British painters such as Thomas and William Daniell, and later colonial lithographers, reinterpreted the fort in the ‘Picturesque’ idiom a theatre of romantic ruins, bathed in melancholy light. Soldiers stood where poets once recited, the arches softened by overgrown vines, the skies tinged with imperial sunset.
In these images, the Red Fort was no longer a symbol of sovereignty; it was a conquered relic, a trophy painted for European parlours. Yet, even then, its dignity persisted. Beneath the colonial gaze, it remained too monumental to be diminished.
In 1947, as Jawaharlal Nehru hoisted the tricolour from its ramparts, the fort finally returned to itself not as an emperor’s paradise, but as the people’s emblem. That gesture, simple and monumental, reversed the centuries. The Red Fort, once a symbol of absolute rule, became the face of freedom.
Artists followed this shift with renewed fervour. Abanindranath Tagore, in his poetic reinterpretations of India’s heritage, saw in the fort a continuity of spirit. Later, M.F. Husain and Satish Gujral abstracted its domes and arches into lines and colour fields suggesting not architecture, but emotion. Photographers captured the annual unfurling of the flag as ritual a renewal of faith in endurance.
The Red Fort’s image, replicated in posters, textbooks, and postage stamps, entered the national imagination. It was no longer a backdrop to history; it had become its face.
Today, the Red Fort endures as both monument and muse. Each evening, the Sound and Light Show transforms its sandstone walls into a living palimpsest: Shah Jahan’s vision, Zafar’s lament, Nehru’s voice rising again over the ramparts. Beams of colour ripple across arches as narration and music entwine, turning the fort into a stage where centuries converge.
Contemporary artists reinterpret it through new media installations, photography, digital projections casting it not as ruin, but as reflection. In Raghu Rai’s photographs, the fort glows through Delhi’s winter haze, its silhouette softened but unbroken. In digital art and film, it becomes an ever-shifting mirror of nostalgia, nationhood, and survival.
The recent blast was a wound, tragic and senseless yet it reminded Delhi of something essential: the Red Fort has never been merely a monument.

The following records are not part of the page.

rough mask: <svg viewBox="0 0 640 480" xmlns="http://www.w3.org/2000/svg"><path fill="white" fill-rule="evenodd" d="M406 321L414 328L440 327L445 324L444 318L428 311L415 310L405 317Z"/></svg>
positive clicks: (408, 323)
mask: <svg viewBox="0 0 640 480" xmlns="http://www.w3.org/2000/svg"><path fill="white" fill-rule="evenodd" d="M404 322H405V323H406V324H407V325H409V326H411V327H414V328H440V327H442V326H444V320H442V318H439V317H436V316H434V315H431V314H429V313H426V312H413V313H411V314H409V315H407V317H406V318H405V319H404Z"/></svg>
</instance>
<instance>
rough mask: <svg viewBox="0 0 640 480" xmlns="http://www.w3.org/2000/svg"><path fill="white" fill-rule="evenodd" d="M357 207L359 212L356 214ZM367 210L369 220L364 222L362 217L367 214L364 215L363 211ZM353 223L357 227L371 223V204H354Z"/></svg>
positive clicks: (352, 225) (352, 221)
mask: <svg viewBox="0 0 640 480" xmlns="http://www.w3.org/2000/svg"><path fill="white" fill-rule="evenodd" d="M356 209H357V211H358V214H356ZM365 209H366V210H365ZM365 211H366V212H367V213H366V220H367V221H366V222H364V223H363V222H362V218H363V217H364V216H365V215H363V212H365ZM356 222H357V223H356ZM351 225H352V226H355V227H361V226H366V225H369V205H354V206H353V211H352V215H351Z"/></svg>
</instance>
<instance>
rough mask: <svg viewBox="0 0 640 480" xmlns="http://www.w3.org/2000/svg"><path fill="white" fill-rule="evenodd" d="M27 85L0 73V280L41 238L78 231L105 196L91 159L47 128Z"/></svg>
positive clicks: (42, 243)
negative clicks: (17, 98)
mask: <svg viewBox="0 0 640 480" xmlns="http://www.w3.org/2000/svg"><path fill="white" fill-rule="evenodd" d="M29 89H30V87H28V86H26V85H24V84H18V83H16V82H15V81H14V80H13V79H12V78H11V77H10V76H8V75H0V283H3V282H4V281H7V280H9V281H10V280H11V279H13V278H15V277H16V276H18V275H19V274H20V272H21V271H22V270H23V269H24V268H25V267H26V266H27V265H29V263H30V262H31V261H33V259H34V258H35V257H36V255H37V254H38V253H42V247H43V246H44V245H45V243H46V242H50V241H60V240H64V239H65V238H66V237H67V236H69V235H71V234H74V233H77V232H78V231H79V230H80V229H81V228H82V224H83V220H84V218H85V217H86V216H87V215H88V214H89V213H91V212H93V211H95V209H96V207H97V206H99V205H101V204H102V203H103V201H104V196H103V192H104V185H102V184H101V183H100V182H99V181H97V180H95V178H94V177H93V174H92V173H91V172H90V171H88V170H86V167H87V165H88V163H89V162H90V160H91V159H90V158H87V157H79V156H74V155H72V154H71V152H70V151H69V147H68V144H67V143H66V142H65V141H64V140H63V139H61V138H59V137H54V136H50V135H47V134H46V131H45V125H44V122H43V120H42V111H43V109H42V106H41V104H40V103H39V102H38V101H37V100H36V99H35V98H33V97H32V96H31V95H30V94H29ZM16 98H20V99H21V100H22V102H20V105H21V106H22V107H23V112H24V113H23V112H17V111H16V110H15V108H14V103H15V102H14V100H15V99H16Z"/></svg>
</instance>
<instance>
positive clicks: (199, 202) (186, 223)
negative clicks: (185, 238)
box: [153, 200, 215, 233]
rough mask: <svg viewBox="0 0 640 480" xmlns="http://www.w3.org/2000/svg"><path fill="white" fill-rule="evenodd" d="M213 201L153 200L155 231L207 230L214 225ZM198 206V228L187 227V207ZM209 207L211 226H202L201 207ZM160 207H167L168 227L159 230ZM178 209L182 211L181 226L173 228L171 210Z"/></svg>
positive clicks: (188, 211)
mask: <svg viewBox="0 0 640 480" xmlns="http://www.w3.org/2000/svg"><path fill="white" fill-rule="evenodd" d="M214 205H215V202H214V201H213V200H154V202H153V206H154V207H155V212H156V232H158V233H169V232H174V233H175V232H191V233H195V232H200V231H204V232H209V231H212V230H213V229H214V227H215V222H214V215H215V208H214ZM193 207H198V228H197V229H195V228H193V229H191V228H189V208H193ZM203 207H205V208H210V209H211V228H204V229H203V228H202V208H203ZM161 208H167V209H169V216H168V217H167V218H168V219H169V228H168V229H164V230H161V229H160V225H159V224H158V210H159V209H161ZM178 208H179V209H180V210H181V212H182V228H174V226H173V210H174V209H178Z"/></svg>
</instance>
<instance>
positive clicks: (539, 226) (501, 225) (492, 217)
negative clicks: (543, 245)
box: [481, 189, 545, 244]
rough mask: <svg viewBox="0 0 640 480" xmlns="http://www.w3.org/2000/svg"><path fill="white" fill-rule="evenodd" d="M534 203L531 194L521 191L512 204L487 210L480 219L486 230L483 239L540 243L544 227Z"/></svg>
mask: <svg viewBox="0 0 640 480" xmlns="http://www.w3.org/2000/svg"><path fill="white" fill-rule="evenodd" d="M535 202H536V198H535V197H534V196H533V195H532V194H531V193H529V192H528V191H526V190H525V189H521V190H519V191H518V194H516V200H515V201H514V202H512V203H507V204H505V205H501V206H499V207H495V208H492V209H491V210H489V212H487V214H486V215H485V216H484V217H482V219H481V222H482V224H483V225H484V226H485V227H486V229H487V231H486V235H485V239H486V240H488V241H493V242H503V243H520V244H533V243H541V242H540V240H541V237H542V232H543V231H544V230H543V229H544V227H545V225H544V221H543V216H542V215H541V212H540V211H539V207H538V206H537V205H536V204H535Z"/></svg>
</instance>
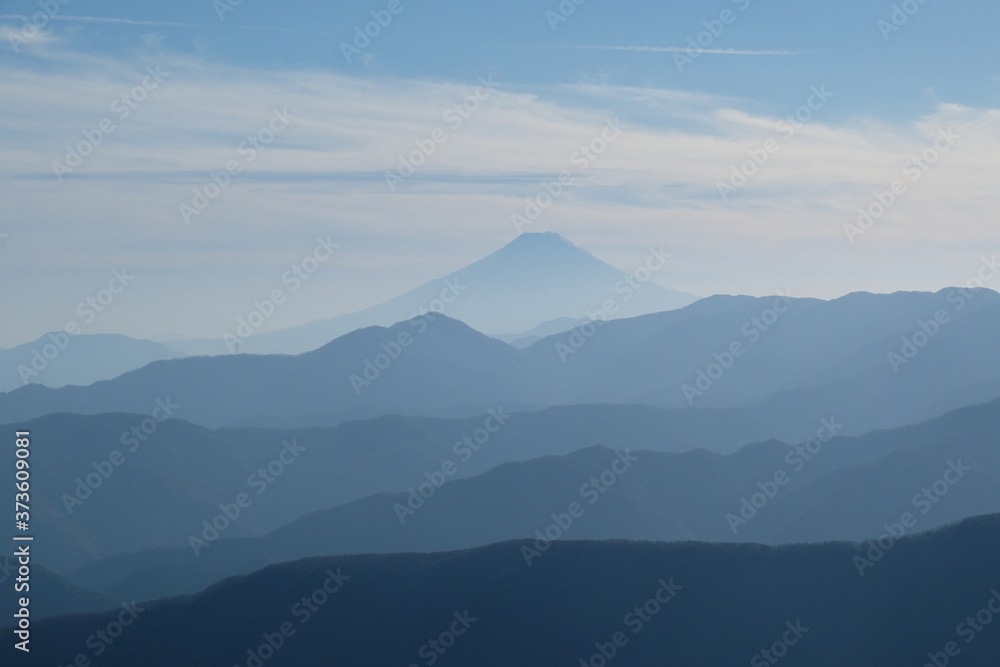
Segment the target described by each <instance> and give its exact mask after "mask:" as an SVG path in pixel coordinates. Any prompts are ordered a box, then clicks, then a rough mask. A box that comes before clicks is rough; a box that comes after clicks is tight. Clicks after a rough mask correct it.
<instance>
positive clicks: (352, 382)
mask: <svg viewBox="0 0 1000 667" xmlns="http://www.w3.org/2000/svg"><path fill="white" fill-rule="evenodd" d="M460 281H461V278H456V279H454V280H452V279H451V278H447V279H445V281H444V288H442V290H441V295H440V297H438V298H436V299H433V300H431V302H430V303H429V304H427V305H426V306H423V307H421V308H420V309H419V310H418V311H417V312H416V313H413V315H411V316H410V319H409V320H407V323H408V324H409V325H410V326H411V327H413V328H414V329H416V333H415V334H414V335H420V334H422V333H424V332H425V331H427V328H428V327H429V326H430V324H429V322H433V321H434V320H435V319H437V318H436V317H434V315H432V314H431V313H439V314H442V315H443V314H444V311H445V310H446V309H447V308H448V306H449V305H451V304H453V303H455V301H456V300H457V299H458V298H459V297H460V296H462V293H463V292H465V290H467V289H468V288H469V286H468V285H463V284H462V283H461V282H460ZM413 341H414V336H413V335H410V332H409V331H400V332H399V334H397V336H396V339H395V340H393V341H390V342H388V343H379V347H381V348H382V351H381V352H379V353H377V354H375V355H374V357H366V358H365V361H364V364H363V365H362V370H361V374H360V375H359V374H358V373H352V374H351V376H350V377H349V378H348V381H349V382H350V383H351V387H353V388H354V395H355V396H360V395H361V392H362V391H363V390H364V389H367V388H368V387H371V386H372V384H373V383H374V382H375V381H376V380H378V379H379V378H380V377H382V373H384V372H385V371H387V370H388V369H389V367H390V366H392V364H393V362H394V361H396V359H399V357H400V356H402V354H403V352H404V351H405V350H406V348H408V347H410V346H411V345H413Z"/></svg>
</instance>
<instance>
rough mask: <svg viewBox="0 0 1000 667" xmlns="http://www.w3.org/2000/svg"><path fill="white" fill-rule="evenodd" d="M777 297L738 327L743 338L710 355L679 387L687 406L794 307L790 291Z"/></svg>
mask: <svg viewBox="0 0 1000 667" xmlns="http://www.w3.org/2000/svg"><path fill="white" fill-rule="evenodd" d="M777 294H778V297H777V298H776V299H775V300H774V303H773V304H772V305H771V306H770V307H769V308H765V309H764V310H763V311H761V313H760V315H755V316H753V317H751V318H750V319H749V320H747V321H746V322H744V323H743V325H742V326H741V327H740V334H742V336H743V338H736V339H734V340H733V342H731V343H730V344H729V345H728V346H727V347H726V348H725V349H724V350H722V351H721V352H713V353H712V358H713V359H714V361H712V362H710V363H709V364H708V365H706V366H705V367H703V368H699V369H698V372H697V375H696V377H695V381H694V384H693V385H691V384H685V385H682V386H681V391H682V392H684V398H686V399H687V401H688V405H694V399H695V398H700V397H702V396H704V395H705V393H706V392H707V391H709V390H710V389H711V388H712V387H713V386H714V385H715V383H716V382H718V381H719V380H721V379H722V377H723V376H724V375H725V374H726V373H728V372H729V370H730V369H732V367H733V366H735V365H736V361H737V360H738V359H739V358H740V357H742V356H743V355H744V354H746V351H747V349H748V346H749V345H753V344H755V343H756V342H757V341H759V340H760V339H761V338H762V337H763V335H764V334H765V333H767V332H768V331H770V330H771V327H773V326H774V325H775V324H776V323H777V322H778V320H779V319H781V316H782V315H784V314H785V313H787V312H788V310H789V309H790V308H791V307H792V306H793V305H795V302H794V301H792V296H791V291H790V290H785V291H782V290H778V292H777ZM744 339H745V340H746V342H744Z"/></svg>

It is a witness. It has seen emperors and rebels, processions and trials, conquests and celebrations. It has been the throne, courtroom, prison, museum and muse.
Delhi has always been a city built upon ruins. The Red Fort is its heartbeat steady, patient, and strangely alive. And through every upheaval, someone a court painter, a colonial draughtsman, a modern artist, a photographer at dawn has tried to capture that pulse, to paint it back into being.
The empire may have vanished, but its echoes remain shimmering through sandstone and pigment alike, making me wonder what is ever gained by wounding what has already survived so much, by destroying what still holds our collective memory together?